L’Huilerie Lidon s’invite dans les assiettes des écoliers

Publié le 7 janvier 2019 | Entreprises

huilerie lidon

Chaque semaine, Jean-François Lidon livre de l’huile de colza ou de tournesol aux cantines de Grand Poitiers comme à certains restaurateurs et entreprises du territoire.

Des produits locaux à tous les repas pour les écoliers et les personnes âgées, c’est un des engagements de Poitiers en matière de circuits courts*, pour une alimentation plus durable. Ainsi, les huiles de colza et de tournesol de l’Huilerie Lidon se retrouvent dans les assiettes des restaurants scolaires des écoles et des Ehpad (établissement d’hébergement pour personnes âgées dépendantes) de Poitiers. C’est l’assurance de plus de visibilité et de vendre d’importantes quantités pour l’agriculteur chauvinois.

Exploitant agricole depuis 1985, Jean-François Lidon cultive 160 hectares de céréales dont du colza et du tournesol. En 2005, le couple cherche une diversification à l’exploitation. « Nous avons vu passer un article sur un agriculteur en Normandie qui vendait son huile, ça nous a plu, raconte Jean-François Lidon. Nous sommes allés sur  place, il nous a tout expliqué et on a bien accroché. » L’affaire était conclue. Jean-François et Roselyne Lidon se sont donc lancés dans la production d’huile de colza et de tournesol. Ils ont donc construit un petit bâtiment attenant à la ferme pour démarrer l’activité, avec quelques cuves et une presse.

Dans les magasins et restaurants

Petit à petit, les litres se sont accumulés et une deuxième salle a été construite. « Au départ, nous vendions surtout aux particuliers, sur place. » La ferme est membre du réseau Bienvenue à la ferme et participe ainsi à plusieurs marchés de producteurs.
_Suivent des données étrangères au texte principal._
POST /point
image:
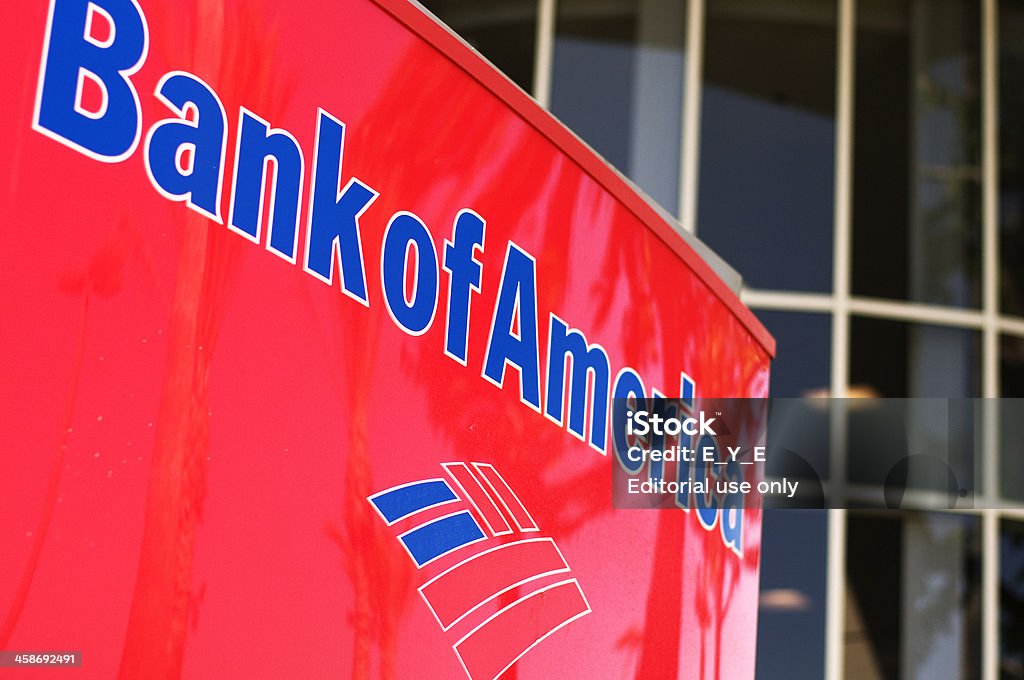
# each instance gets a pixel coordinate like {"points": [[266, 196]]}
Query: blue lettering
{"points": [[334, 216], [256, 147], [200, 132], [414, 315], [585, 358], [628, 387], [73, 55], [465, 272], [516, 306]]}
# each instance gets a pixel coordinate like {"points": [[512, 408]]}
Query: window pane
{"points": [[916, 200], [913, 596], [1011, 600], [1012, 156], [617, 83], [1012, 418], [768, 130], [899, 359], [792, 611], [504, 31], [803, 347]]}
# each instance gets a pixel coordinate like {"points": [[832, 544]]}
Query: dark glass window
{"points": [[913, 596], [1011, 600], [899, 359], [504, 32], [792, 609], [1012, 418], [617, 82], [767, 145], [916, 198], [803, 347], [1012, 157]]}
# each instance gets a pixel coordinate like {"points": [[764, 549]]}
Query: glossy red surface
{"points": [[192, 426]]}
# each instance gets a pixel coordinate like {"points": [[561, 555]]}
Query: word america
{"points": [[105, 42]]}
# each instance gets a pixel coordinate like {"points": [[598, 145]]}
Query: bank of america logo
{"points": [[501, 549]]}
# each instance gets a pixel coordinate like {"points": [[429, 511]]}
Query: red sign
{"points": [[313, 329]]}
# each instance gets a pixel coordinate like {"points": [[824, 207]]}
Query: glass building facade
{"points": [[861, 164]]}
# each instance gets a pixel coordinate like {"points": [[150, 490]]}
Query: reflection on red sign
{"points": [[266, 261]]}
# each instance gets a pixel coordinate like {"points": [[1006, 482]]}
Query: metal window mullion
{"points": [[689, 140], [990, 342], [544, 53], [839, 382]]}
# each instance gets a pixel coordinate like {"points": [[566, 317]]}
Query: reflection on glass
{"points": [[916, 210], [1012, 418], [896, 359], [504, 32], [792, 611], [800, 435], [1012, 156], [767, 142], [617, 82], [803, 346], [913, 596], [1011, 600]]}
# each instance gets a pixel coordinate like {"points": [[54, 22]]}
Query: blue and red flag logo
{"points": [[503, 551]]}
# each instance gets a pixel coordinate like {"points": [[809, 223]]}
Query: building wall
{"points": [[861, 164]]}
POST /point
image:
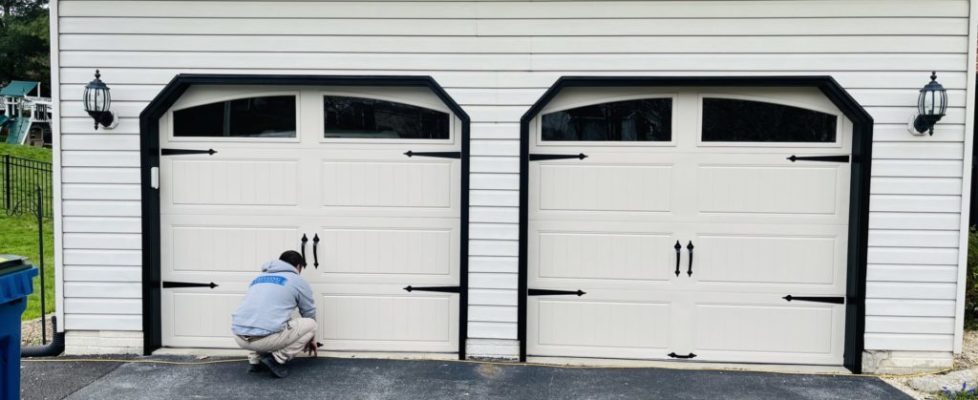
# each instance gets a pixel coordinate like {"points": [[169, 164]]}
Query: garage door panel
{"points": [[589, 328], [427, 184], [208, 326], [604, 256], [765, 259], [605, 187], [413, 322], [227, 248], [752, 331], [767, 189], [388, 251], [234, 182]]}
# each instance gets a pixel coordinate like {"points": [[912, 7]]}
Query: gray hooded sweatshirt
{"points": [[271, 298]]}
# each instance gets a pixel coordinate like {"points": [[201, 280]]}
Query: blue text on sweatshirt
{"points": [[271, 298]]}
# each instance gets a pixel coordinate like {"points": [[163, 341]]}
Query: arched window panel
{"points": [[644, 120], [255, 117], [364, 118], [735, 120]]}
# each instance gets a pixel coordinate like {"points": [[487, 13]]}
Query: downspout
{"points": [[52, 349]]}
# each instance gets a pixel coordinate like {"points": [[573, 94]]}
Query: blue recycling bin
{"points": [[16, 282]]}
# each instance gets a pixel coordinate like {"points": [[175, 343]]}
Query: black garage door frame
{"points": [[150, 158], [861, 160]]}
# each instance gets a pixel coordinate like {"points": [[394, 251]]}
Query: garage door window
{"points": [[363, 118], [259, 117], [645, 120], [733, 120]]}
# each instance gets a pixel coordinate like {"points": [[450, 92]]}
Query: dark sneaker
{"points": [[279, 370]]}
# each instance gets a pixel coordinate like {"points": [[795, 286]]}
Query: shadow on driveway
{"points": [[430, 380]]}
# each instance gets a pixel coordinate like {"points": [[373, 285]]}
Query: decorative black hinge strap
{"points": [[794, 158], [178, 152], [543, 157], [817, 299], [443, 289], [548, 292], [438, 154], [168, 285]]}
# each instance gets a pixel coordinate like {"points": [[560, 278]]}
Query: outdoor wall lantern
{"points": [[931, 106], [97, 102]]}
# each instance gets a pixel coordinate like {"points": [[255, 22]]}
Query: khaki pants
{"points": [[283, 345]]}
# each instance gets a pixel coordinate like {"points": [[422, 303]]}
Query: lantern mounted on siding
{"points": [[97, 102], [931, 106]]}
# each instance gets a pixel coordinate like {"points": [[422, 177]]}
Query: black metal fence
{"points": [[20, 179]]}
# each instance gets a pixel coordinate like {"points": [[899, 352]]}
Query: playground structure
{"points": [[25, 118]]}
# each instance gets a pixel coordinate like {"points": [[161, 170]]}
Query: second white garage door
{"points": [[323, 170], [686, 226]]}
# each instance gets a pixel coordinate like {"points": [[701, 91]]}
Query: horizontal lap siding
{"points": [[498, 58]]}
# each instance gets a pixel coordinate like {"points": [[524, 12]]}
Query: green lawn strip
{"points": [[28, 152], [18, 235]]}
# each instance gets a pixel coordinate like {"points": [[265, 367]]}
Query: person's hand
{"points": [[311, 348]]}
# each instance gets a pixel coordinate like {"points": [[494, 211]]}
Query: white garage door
{"points": [[323, 170], [686, 225]]}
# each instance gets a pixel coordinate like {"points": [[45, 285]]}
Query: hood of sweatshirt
{"points": [[277, 266]]}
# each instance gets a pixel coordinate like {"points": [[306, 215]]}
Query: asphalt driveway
{"points": [[428, 380]]}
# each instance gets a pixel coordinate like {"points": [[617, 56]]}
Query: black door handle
{"points": [[315, 251], [678, 248]]}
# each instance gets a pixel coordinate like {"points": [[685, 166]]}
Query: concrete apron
{"points": [[390, 379]]}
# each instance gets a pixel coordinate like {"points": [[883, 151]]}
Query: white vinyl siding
{"points": [[496, 59]]}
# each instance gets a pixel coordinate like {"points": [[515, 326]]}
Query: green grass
{"points": [[28, 152], [18, 235]]}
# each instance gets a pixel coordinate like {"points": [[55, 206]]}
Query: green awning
{"points": [[18, 89]]}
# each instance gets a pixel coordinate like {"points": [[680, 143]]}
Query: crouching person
{"points": [[264, 324]]}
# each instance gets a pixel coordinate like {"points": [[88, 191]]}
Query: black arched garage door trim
{"points": [[150, 158], [858, 199]]}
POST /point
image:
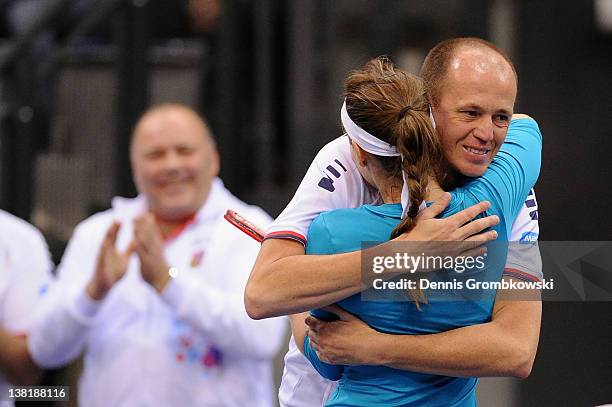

Les produits de l’Huilerie Lidon sont également disponibles dans des épiceries (La Toque d’Or …), des magasins de producteurs (Plaisirs Fermiers, L’Eau à la Bouche, …) sur Grand Poitiers. « Ce sont aussi de nouveaux débouchés. Il y a cinq ans, ce type de boutique n’existait pas, tout comme la tendance du vrac (L’Effet Bocal). Cette diversité de magasins sur le territoire est un bon point pour mettre en avant les productions locales. »

Il y a quatre ans, l’agriculteur participe à un speed-dating entre producteurs, restaurateurs, magasins et entreprises. « J’ai eu plusieurs débouchés, des restaurateurs, mais aussi la SPRC à Saint-Benoît. J’ai ainsi pu développer mon activité du côté des professionnels et diversifier ma clientèle. »

Dans les cantines

Il y a deux ans, Jean-François Lidon s’intéresse aux restaurants scolaires et va toquer à la porte des écoles de Poitiers notamment. « Nous avons pris contact et désormais je les livre régulièrement de l’huile. Cela m’a ouvert également d’autres portes, pour des lycées notamment. C’est vrai qu’aujourd’hui, les collectivités font attention à s’approvisionner en local, regardent les exploitants sur leur territoire et nous appellent. » Des débouchés qui lui ont permis d’augmenter sa production pour arriver à 25  tonnes de tournesol transformées et 8 t pour le colza, pour 10 000 litres d’huiles produites par an. « Petit à petit, les volumes progressent et côté débouchés, il y a encore de nombreuses possibilités. Travailler avec les cantines m’apporte de la visibilité et des volumes qui me permettent de grandir régulièrement. Le fait de remettre du local dans les assiettes nous permet d’être plus visibles, de montrer qu’il existe des productions locales à deux pas des agglomérations. »

M. W.

*La ville de Poitiers souhaite atteindre 50 % d’alimentation bio et/ou locale dans ses restaurants scolaires et les Ehpad en 2019. La commune se fournit auprès de producteurs locaux pour des produits variés : les yaourts des Prairies de la Gartempe (Vicq-sur-Gartempe), les pâtes de la Fabric d’Alice (Sénillé), l’agneau du Poitou-Charentes, le quinoa de Lhommaizé, des fruits et légumes du Haut-Poitou, du pain de Nault & Fils (Availles-Limouzine), du pain bio du Fournil d’Elina (St-Benoît)  …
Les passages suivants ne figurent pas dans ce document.